Инга, потеряв терпение, решительно схватила Сандрика в руки и пошла прочь. Вербовщица догнала ее и перегородила путь, тяжело засопев.
— Куда это собралась? — процедила она.
— Домой. Отойдите по-хорошему.
— Мы здесь за общую цель боремся, а ты свалить решила? Это вот твое соучастие и сострадание?
— Слушайте, мне ребенка кормить надо. Мне на вашем сострадании супа не сварить.
— Это у нее продукты для супа есть дома, вот почему она сваливает, — выкрикнула вербовщица в толпу. — Зажралась. Вы только на нее посмотрите. Назад иди давай, ко всем.
— Не пойду, руки убери, — Инга долго и тщетно отталкивалась от вербовщицы, как вдруг все оглянулись в сторону железной двери: та медленно отворилась, издав истошный звук свершения. Толпа замерла. Из двери высунулась та самая широкая ладонь, потом исчезла, а после в толпу стали без разбору выдавать освобожденные от подарочных упаковок коробки. Женщины отпустили детей и обеими руками потянулись через головы ближе к цели. Уже спустя минуту множество рук изнутри с нетерпением скидывало коробки в толпу, даже не целясь. От сложившейся картины веяло мертвостью, мышечными рефлексами тела перед полным окоченением.
— Гсспди. Ты только на это смотри, — возмутилась женщина, вынув из коробки шапку ручной вязки.

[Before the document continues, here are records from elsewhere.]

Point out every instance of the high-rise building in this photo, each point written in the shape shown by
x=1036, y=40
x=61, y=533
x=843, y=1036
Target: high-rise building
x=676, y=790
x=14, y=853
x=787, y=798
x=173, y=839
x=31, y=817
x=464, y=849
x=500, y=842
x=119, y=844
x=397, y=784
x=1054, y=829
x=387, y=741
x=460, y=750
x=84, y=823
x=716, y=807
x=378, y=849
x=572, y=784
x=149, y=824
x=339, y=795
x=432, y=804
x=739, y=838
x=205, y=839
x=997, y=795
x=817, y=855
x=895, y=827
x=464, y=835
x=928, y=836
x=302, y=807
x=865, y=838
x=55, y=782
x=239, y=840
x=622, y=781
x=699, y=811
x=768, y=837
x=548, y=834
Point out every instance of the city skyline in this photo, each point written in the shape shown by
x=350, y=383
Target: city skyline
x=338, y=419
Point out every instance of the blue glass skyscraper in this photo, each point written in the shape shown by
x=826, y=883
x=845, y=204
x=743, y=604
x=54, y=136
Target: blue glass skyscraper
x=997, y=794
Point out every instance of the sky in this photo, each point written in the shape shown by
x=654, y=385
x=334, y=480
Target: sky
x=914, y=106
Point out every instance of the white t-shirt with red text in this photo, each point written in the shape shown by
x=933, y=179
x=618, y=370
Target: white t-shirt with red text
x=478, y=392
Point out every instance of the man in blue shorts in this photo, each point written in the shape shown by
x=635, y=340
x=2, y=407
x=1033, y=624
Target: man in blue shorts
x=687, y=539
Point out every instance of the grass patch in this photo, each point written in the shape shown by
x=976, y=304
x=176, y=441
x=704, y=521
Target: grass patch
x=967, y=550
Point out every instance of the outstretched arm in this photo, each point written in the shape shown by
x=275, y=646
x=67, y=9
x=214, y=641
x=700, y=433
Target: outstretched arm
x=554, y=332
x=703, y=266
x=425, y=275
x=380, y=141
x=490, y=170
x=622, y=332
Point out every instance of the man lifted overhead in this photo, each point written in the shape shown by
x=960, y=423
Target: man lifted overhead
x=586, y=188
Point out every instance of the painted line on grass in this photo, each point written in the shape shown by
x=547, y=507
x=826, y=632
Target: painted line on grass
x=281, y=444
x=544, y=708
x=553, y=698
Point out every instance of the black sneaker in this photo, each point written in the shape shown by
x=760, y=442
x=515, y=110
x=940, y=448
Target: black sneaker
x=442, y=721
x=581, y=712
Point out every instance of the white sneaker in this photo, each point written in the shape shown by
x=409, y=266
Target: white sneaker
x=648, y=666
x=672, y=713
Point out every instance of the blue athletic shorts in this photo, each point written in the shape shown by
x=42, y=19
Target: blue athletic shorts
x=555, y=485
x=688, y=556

— Америка. Еще богачами зовутся. Ну а фотографию-то свою зачем вкладывать. И записка фломастерами какая-то. Постыдились бы.
А когда подарки закончились и закончилась толпа, Инга скромно подошла к двери и заглянула внутрь.
— Мама, ничего не хочу, пошли, — Сандрик тщетно тянул мать назад.
Внутри уже стоял охранник, перебирая связку ключей и готовясь к дежурству.
— Извините, а где работники? Мы пришли за подарком.
— Все ушли. Нет никого. Вы тоже идите.
Инга постояла с минуту у двери.
— Зачем вам это все? Вот зачем? — охранник развел рукой по пустому помещению, еще совсем недавно заполненному коробками. — Куда ни ткни, все елки свои наряжают, гирляндами завешивают. Это же все, чтобы тоску свою замазать. Чтобы тьму свою осветить. Чтобы она горела, как будто живая. Но мне в стакан воды что-то не то подмешали. Оттуда на меня трещина смотрит. Дым испускает. А я ей — дай мне знак. Нет ответа.
— Что ж, с наступающим, — осторожно заключила Инга, мысленно втолкнула огромную кресло-качалку в самый центр залы, ткнула ее, чтобы та закачалась, сама ухмыльнулась, дернув коченеющими губами, и покинула территорию АТС, чтобы прийти сюда снова и обязательно оплатить все телефонные звонки, пустые разговоры и молчание в трубку.
А охранник вышел на холод, присел на ступени у железной двери, откопал из кармана куртки пачку сигарет и зажигалку. Зажигалка в его руках свистнула, распугав последних воробьев, и вскоре наступила полная тишина. Он закрыл глаза, и темнота мгновенно запахла. Стоп-сигнал его сигареты на секунду загорелся и снова потух.